DATE2019-05-30 16:10-17:00


SPEAKER洪盟凱 教授(中央大學數學系

TITLEComposite Hyperbolic Waves in Hyperbolic Resonant Systems of Balance Laws

ABSTRACT The global in time existence and behavior of composite hyperbolic waves to the resonant hyperbolic systems of balance laws are studied. The resonant hyperbolic systems we study have the property that all the eigenvalues of Jacobian matrix of the flux are coincided in the whole phase domain. We give an example of a weak solution with vacuum for the classical Riemann problem of some entirely resonant system to indicate that the self-similar Riemann solution is not an appropriate building block of Glimm scheme to Cauchy problem of such systems.

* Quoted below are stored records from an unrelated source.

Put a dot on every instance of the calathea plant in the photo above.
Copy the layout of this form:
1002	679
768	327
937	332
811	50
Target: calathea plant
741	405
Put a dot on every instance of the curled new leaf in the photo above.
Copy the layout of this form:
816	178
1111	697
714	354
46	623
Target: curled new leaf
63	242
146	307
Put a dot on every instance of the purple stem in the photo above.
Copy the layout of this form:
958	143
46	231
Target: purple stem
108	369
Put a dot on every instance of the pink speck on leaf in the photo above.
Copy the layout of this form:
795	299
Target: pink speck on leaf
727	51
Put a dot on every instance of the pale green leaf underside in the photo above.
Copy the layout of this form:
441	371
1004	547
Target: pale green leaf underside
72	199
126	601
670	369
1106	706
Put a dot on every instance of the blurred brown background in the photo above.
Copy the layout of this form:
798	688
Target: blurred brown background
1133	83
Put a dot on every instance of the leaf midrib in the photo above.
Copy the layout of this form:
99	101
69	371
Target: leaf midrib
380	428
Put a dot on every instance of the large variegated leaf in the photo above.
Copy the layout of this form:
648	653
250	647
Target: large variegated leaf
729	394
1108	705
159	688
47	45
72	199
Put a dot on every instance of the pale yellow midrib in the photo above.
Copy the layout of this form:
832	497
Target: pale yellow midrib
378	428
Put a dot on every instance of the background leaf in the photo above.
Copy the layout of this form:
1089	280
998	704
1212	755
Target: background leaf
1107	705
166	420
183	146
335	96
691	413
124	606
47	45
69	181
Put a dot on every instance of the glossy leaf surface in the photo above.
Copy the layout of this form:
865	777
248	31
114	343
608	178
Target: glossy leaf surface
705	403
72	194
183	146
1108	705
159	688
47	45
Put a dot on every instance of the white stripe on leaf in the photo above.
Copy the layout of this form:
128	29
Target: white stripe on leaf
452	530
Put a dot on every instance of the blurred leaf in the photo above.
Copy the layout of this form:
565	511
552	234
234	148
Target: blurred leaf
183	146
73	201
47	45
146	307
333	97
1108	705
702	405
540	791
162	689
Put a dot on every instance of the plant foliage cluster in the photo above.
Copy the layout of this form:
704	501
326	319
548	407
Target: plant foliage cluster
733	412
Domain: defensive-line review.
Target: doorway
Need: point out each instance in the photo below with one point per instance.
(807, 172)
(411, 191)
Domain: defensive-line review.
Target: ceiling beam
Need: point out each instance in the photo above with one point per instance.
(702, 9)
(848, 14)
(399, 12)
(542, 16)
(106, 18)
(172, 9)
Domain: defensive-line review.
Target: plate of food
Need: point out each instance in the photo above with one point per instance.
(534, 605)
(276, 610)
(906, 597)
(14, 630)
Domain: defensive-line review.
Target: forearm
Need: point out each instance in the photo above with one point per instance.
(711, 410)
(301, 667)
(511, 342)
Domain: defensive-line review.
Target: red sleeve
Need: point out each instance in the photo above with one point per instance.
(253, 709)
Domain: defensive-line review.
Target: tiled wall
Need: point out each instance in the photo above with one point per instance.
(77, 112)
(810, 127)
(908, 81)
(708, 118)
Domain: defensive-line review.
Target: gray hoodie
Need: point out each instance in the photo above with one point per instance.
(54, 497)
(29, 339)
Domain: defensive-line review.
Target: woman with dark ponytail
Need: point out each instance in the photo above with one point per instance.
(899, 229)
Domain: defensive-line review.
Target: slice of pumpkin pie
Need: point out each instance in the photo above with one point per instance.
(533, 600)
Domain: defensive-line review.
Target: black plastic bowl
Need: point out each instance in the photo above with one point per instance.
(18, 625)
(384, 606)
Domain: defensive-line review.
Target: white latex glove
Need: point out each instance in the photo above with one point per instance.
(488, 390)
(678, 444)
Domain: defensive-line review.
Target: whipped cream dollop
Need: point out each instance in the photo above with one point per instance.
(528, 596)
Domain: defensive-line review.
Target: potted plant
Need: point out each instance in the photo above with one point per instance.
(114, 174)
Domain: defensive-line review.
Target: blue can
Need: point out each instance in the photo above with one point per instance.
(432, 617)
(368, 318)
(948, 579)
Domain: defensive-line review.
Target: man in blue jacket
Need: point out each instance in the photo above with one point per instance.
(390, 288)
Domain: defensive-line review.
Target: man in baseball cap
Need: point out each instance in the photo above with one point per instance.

Instead, we invent a regularized Riemann problem with perturbed Riemann data. The weak solutions of such Riemann problem consists of constant states separated by the composite hyperbolic waves, which are the combination of nonlinear hyperbolic waves and contact discontinuities. Such composite waves have finite total variations so that the generalized Glimm scheme can be applied to establish the global existence of weak solutions for the entirely resonant systems. The results indicate that the resonance provides a mechanism of amplifying the effect of singularity of Riemann data. It means that the generalized Riemann solutions with composite hyperbolic waves can be a more appropriate building block of generalized Glimm scheme for hyperbolic resonant system. This is a joint work with Hsin-Yi Lee (NCU), Jia-Chieh Chu (NTHU) and Shi-Wei Chou (Soochow University).